The androgen saturation model explains the paradoxical relationship between TST and PCa. Studies suggest that the maximum (saturation) level of TST binding to androgen receptors(AR) occurs at relatively low concentrations [42, 43]. Once ARs are fully occupied, excess TST cannot further stimulate cell growth, limiting its impact on PCa progression. Prostate tissueis sensitive to low TST concentrations but shows minimal response to higher levels [44, 45]. Research indicates that young and elderly men with elevated serum TST do not experience increased PSA levels or prostate volume, supporting this model[46–48].




3.2 | Safety and Benefits of TRT in PCa Patients

Clinical evidence suggests that TRT is both safe and beneficial for PCa patients with TD.

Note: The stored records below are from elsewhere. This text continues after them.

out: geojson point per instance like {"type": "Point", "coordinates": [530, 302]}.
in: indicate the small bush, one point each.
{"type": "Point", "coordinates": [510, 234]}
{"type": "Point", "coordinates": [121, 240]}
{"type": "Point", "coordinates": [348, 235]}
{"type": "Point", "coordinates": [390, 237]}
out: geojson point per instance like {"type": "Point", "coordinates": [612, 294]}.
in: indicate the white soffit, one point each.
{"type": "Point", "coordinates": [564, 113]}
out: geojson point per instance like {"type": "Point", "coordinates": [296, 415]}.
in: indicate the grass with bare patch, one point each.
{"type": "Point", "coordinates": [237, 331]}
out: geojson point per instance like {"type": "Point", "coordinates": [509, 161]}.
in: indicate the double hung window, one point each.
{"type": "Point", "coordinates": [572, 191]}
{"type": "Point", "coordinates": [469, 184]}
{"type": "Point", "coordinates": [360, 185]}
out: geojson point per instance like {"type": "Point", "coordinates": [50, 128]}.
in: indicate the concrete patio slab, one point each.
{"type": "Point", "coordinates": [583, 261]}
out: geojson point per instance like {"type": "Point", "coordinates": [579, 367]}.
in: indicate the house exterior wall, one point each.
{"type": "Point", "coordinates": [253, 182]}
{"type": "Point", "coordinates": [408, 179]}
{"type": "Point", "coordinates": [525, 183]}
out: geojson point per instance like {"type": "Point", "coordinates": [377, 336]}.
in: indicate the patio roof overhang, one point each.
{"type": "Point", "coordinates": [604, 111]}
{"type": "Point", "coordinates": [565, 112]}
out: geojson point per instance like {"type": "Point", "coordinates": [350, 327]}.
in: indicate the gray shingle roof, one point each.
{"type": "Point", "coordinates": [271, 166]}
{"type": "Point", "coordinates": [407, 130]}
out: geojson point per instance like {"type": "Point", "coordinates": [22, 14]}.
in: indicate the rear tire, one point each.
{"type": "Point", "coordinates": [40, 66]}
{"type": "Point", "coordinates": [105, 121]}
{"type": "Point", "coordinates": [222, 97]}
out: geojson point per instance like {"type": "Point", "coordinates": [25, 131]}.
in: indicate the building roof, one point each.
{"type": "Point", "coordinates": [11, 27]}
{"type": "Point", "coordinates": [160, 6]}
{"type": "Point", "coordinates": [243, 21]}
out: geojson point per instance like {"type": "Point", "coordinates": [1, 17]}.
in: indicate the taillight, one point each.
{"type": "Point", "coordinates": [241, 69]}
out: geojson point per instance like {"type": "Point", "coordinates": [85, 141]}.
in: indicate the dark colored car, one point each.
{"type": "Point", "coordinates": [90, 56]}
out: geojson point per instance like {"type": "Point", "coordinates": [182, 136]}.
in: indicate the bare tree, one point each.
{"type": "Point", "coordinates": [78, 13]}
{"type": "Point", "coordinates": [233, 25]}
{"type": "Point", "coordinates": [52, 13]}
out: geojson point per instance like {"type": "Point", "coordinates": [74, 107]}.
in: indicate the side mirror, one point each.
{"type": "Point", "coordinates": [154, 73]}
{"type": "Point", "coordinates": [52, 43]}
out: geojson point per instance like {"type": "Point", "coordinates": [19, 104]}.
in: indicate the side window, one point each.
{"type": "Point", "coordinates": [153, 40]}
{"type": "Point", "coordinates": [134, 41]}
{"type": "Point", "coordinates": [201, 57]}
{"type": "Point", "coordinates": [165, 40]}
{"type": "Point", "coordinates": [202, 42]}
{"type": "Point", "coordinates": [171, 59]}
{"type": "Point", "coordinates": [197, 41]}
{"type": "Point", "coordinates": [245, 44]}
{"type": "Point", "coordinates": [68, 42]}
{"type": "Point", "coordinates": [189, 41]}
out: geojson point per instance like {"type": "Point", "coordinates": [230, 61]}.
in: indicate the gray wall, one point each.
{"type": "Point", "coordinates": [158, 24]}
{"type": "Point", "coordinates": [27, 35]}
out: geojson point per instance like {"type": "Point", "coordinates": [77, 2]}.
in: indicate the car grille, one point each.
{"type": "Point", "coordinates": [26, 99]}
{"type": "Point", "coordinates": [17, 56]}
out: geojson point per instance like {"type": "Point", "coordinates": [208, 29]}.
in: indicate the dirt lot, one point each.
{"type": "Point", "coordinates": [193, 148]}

No increased risk of PCa: TRT does not elevate the risk of developing PCa in healthy individuals [49–51]. A recent double-blind, placebo-controlled randomized trial evaluated the prostate safety of TRT in 5246 hypogonadal men aged 45–80 years with cardiovascular risk. Over a mean treatment duration of ~22months, TRT showed no significant difference in the incidence of high-grade PCa, any PCa, or other adverse prostate events compared to placebo. Although PSA levels increased in the TRT group, changes in prostate symptoms (International Prostate Symptom Score) were comparable between groups. These findings suggest that TRT does not significantly elevate PCa risk in carefully selected men, providing valuable insights into its safety profile [52].


• No promotion of recurrence or progression: In patients treated with TRT following RP or radiotherapy, no biochemical or clinical recurrence of PCa has been observed[53–57].


• Lower recurrence rates: Men with PCa receiving TRT exhibit a lower rate of biochemical recurrence compared to control groups, suggesting that increased androgen levels may have a protective effect on PCa recurrence [58–60].




Elevated or normal TST levels may maintain prostate and early PCa cells in a well-differentiated state. In contrast, declining TST levels due to aging or disease progression may lead to dedifferentiation and greater malignancy in PCa cells [61]. Additionally, men with PCa and TD are at higher risk for aggressive disease[62], though low TST levels do not independently predict bone metastasis [63].

These findings highlight the complex relationship betweenserum TST and PCa, offering a new perspective on treatment strategies, such as bipolar androgen therapy (BAT). Maintaining high physiological TST levels may have a protective role . Moreover, evidence indicates that TST supplementation does not promote the progression or recurrence of PCa, providing a promising avenue for future research.